Stream Counting for Royalty Payments

A "stream" counts for royalties ONLY if:
  1. Song played for ≥ 30 seconds
  2. User is authenticated (not anonymous/preview)
  3. Not detected as bot/fraud playback

This is critical financial data — accuracy directly affects artist payments.

Data flow:
  Client sends playback report every 30 seconds:
    POST /playback/report
    { track_id, duration_listened_ms, quality, device_id, session_id }
  
  API Gateway → Kafka topic: playback-events (partitioned by user_id)
  
  Flink streaming job:
    1. Deduplicate: same (user_id, track_id, session_id) within 5 min → count once
    2. Validate: duration ≥ 30,000 ms
    3. Fraud detection:
       - Same user playing 500+ tracks/hour → bot
       - Same track on repeat 100+ times → fraud farm
       - Device fingerprint → known bot device → reject
    4. Aggregate: per-track daily stream count → write to PostgreSQL
    5. Publish: validated stream events → Kafka: royalty-events
  
  Nightly batch job:
    1. Read daily aggregates from PostgreSQL
    2. Compute per-artist, per-label stream share
    3. Pro-rata calculation:
       artist_payment = (artist_streams / total_streams) × total_revenue_pool
    4. Write to royalty ledger → finance team processes payouts

Race condition in deduplication:
  User plays song on phone → playback report sent
  User switches to laptop (Spotify Connect) → same song continues
  Laptop also sends playback report → same (user, track, session)
  
  Flink deduplication window: 5-minute session window per (user, track)
  First report counted, second suppressed
  Key: session_id changes on device switch → separate sessions → both count
  (This is correct: user deliberately chose to listen on two devices)

SLOs & Error Budgets

Metric	Target	Rationale
Core user-facing availability	99.95%	Budget for planned maintenance + unplanned failures without user-visible outage.
p99 latency (critical path)	Problem-specific — state target early and tie to capacity math	Interview credibility comes from connecting SLO to architecture choices.
Error rate (5xx)	< 0.1%	Distinguishes transient blips from systemic failure requiring rollback.
Data durability	99.999999999% (11 nines) for committed writes	Define which operations require fsync/quorum vs async replication.

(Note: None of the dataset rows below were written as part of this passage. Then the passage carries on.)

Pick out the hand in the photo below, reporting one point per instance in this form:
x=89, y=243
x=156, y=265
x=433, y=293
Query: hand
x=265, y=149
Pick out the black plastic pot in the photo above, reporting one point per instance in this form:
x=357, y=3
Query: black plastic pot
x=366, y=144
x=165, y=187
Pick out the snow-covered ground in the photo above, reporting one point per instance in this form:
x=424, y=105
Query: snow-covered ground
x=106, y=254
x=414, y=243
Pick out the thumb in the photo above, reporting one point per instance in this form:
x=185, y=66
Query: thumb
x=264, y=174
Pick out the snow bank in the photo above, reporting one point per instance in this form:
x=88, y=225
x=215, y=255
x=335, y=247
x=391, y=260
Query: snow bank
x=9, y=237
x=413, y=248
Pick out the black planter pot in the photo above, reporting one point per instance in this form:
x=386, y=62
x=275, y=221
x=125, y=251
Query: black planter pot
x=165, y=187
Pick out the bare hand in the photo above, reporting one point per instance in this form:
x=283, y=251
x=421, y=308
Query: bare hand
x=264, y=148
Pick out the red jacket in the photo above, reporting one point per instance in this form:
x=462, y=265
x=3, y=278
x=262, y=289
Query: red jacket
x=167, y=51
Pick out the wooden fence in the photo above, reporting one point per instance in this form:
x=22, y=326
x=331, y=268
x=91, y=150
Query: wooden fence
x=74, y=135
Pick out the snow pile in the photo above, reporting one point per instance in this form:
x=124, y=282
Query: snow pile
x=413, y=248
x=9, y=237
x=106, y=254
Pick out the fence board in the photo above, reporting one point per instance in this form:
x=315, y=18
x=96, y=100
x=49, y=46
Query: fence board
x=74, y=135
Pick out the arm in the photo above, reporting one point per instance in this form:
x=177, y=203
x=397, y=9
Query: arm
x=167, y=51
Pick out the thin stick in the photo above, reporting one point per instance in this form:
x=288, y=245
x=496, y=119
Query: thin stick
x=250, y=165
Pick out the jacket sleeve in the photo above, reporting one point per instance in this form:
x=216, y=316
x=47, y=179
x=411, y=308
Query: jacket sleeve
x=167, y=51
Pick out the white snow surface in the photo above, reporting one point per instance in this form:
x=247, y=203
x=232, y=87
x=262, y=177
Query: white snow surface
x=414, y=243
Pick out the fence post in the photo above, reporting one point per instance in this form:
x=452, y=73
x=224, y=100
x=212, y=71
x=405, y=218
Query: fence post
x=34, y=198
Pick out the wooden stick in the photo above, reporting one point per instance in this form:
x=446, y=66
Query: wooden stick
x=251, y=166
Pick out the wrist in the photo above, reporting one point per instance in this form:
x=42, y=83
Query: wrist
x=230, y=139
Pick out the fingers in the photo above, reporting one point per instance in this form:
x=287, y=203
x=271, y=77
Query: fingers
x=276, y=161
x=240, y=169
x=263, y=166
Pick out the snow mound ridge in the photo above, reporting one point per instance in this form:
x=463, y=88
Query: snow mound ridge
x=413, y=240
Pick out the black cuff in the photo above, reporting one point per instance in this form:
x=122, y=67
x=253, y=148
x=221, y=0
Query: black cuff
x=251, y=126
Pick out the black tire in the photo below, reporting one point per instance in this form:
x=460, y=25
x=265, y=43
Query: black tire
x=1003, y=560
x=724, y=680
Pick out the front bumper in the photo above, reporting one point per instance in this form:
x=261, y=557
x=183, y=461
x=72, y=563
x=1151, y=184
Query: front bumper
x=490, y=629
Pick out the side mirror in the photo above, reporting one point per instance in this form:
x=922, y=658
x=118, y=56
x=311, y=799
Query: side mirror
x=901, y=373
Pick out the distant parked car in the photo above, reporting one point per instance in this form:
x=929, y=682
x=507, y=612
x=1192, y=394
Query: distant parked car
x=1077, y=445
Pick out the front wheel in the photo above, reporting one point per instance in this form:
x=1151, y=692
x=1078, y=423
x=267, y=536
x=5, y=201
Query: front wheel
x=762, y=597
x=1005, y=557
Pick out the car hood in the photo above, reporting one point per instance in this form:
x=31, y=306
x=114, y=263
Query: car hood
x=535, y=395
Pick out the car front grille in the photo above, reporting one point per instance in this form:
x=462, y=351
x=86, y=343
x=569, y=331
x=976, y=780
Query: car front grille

Incident Scenarios (2am reality)

Scenario	How you detect	Mitigation
Primary database unavailable	Health check failures, connection pool exhaustion alerts, elevated 5xx	Failover to replica / promote standby; enable read-only degraded mode if writes impossible; queue writes if async path exists
Traffic spike (10× normal)	RPS anomaly alert, autoscaling lag, latency SLO burn rate	Rate limit non-critical endpoints; scale read path horizontally; pre-warm caches; shed load on expensive operations
Bad deploy causing elevated errors	Canary metric regression, error budget burn, deployment correlation	Automated rollback within 5 minutes; feature flag kill switch; maintain N-1 compatibility

Cost Drivers (Staff lens)

Egress bandwidth and CDN (often dominates media/data-heavy systems)
Database storage + IOPS at scale (plan compaction, TTL, tiering)
Compute for async pipelines (right-size workers, spot instances for batch)
Managed service premiums vs operational headcount trade-off

Multi-Region & DR

Start single-region with cross-AZ redundancy. Add read replicas in secondary region for DR. Move to active-active only when latency SLO or data residency requires it — accept conflict resolution complexity explicitly.